Eskişehir’de zor günlerin yaşandığı dönemdi. Düzenli ordu İnönü savaşından sonra  Sakarya  ırmağı boyunca yeni bir savunma hattı oluşturmuştu ama Eskişehir  işgal altındaydı.
    Seyitgazi-Afyon arasında  yerleştirilen  Yunan “özel görev kolordusuna”  Prens Andrew kumanda ediyordu. Kolordunun görevi Afyon-Uşak cephesi ya da Sundiken dağları ile Türkmen dağları arasında Porsuk çayı boyunca cephelere kritik zamanda destek olmaktı.
    Tarihçiler  Roma ordusu’nun hücumda ve savunmada usta olduğunu, Osmanlı ordusunun  kuşatma ve hücumda usta olduğunu ama  çekilmeyi bilmediğini  söylerler.
    Roma ve Osmanlı ordularının bu özelliklerini İlber Ortaylı  birçok vesileyle paylaşmıştır.

Yunan genel kurmayı ciddiye almıyor
Birinci ve İkinci İnönü Savaşı sonrasında Sakarya kıyılarına düzenli  çekilmenin   stratejik, taktik ve uygulamasının tam bir kurmay aklına dayalı olduğunu ilk fark eden Prens Andew  oluyor. Yunan genel kurmayına gözlemlerini aktarıyor; ama dikkate alınmıyor.
    Yunan genel kurmayı, “ Kuruluşundan beri düzenli çekilmeyi bilmeyen, başarısızlık olursa  dağılan Osmanlı ordusu geleneğini Mustafa Kemal’ın düzenli orduları da yapamaz. Bu bir çözülme sürecinin  başlangıcıdır” düşüncesindedir.
    Bu konularda ayrıntı bilgisine erişmek isteyenler Prens Andrew’in “Felakete Doğru” kitabını okumalı.

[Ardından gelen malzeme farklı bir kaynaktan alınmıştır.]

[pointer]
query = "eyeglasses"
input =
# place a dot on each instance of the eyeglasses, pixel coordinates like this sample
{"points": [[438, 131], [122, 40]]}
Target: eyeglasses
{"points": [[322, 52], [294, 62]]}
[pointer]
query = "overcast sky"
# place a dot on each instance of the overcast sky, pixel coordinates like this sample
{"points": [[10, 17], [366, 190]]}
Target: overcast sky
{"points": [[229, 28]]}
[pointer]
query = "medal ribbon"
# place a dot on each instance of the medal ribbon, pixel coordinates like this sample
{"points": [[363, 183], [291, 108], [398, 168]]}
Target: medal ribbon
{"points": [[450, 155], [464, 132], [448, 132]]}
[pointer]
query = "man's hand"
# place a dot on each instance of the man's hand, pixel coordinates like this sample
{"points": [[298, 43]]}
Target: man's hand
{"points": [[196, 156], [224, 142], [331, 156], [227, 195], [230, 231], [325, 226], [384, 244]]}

Gelenek taassubuna esir  olmamak
Mustafa Kemal ve arkadaşları Osmanlı ordusunun yetiştirdiği kurmaylardır, ama  “zamanın ruhunu” okumasını öğrenmişlerdir: Jeo-ekonomik, jeo- politik ve jeo- stratejik gelişmeleri yakından izliyorlar. Dönemin devlet ve hükümet yönetimlerinin bakış açılarını, hedeflerini, çatışma, uzlaşma ve işbirliklerini değerlendiriyorlar. Gücü yaratan iç ve dış koşulların neler olduğunu, nasıl geliştiklerini gözlüyorlar. Hepsinden önemlisi de “hayatta eli boş dönülmeyen tek yolculuk olan kendi içimize yaptığımız yolculuğu” başarabilecek özgüvene sahipler. O nedenle içinden çıktıkları ordunun da zayif ve güçlü yanlarını sorguluyorlar.
    Mustafa Kemal ve arkadaşlarının çok belirgin özellikleri “gelenek taassubunun” esiri olmamak.

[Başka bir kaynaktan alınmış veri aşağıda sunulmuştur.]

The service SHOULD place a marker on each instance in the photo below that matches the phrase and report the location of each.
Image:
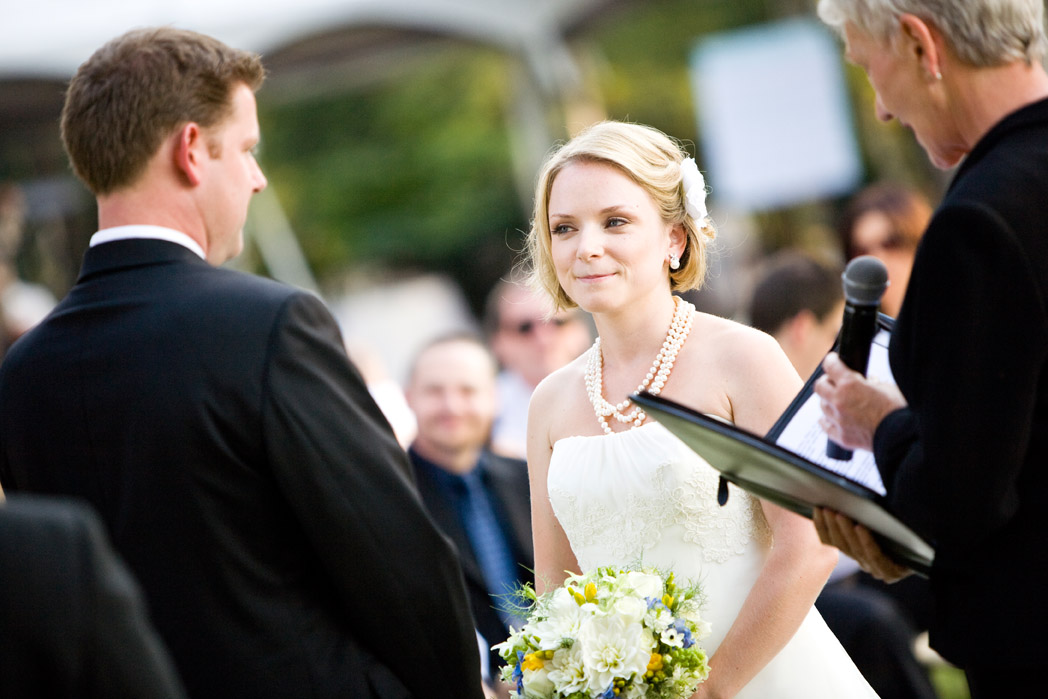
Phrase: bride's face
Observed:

Tarihi incelemenin asıl önemli yanı
Bugün 29 Ağustos... Gece sabaha karşı  topların çelik ağızlarının çaldığı “hücum marşının” bütün dünyaya duyurulduğu an. Toplumun geçmişteki yenilgilerini kavramak, zaferleri kutlamak önemli. Geçmişi  tek yönlü abartarak asıl çıkarılması gereken dersten uzaklaşılmamalı.
    Kurtuluş Savaşı’ndan çıkaracağımız asıl ders, ırk, inanç ve gelenek kolaycılığını aşan kavrayıcılığıdır.
    Mevlana’ının uyarısını anımsayalım: “İki yol ver her insanının önünde/ Kolayını arar gelenekte, dininde./ İçine yolculuk yaparsa eğer/ Farklı yollar bulacaktır derinde…”
    29 Ağustos’da gece sabaha karşı  başlayan, 9 Eylül’de İzmir’e ulaşan başarının ardındaki  geliştirici olmayan ve yarar üretmeyen gelenekleri sorgulama özgüveni üzerinde düşünmeliyiz…Sadece askeri alanda değil, günlük yaşamın her alanında bu dersten yararlanmalıyız.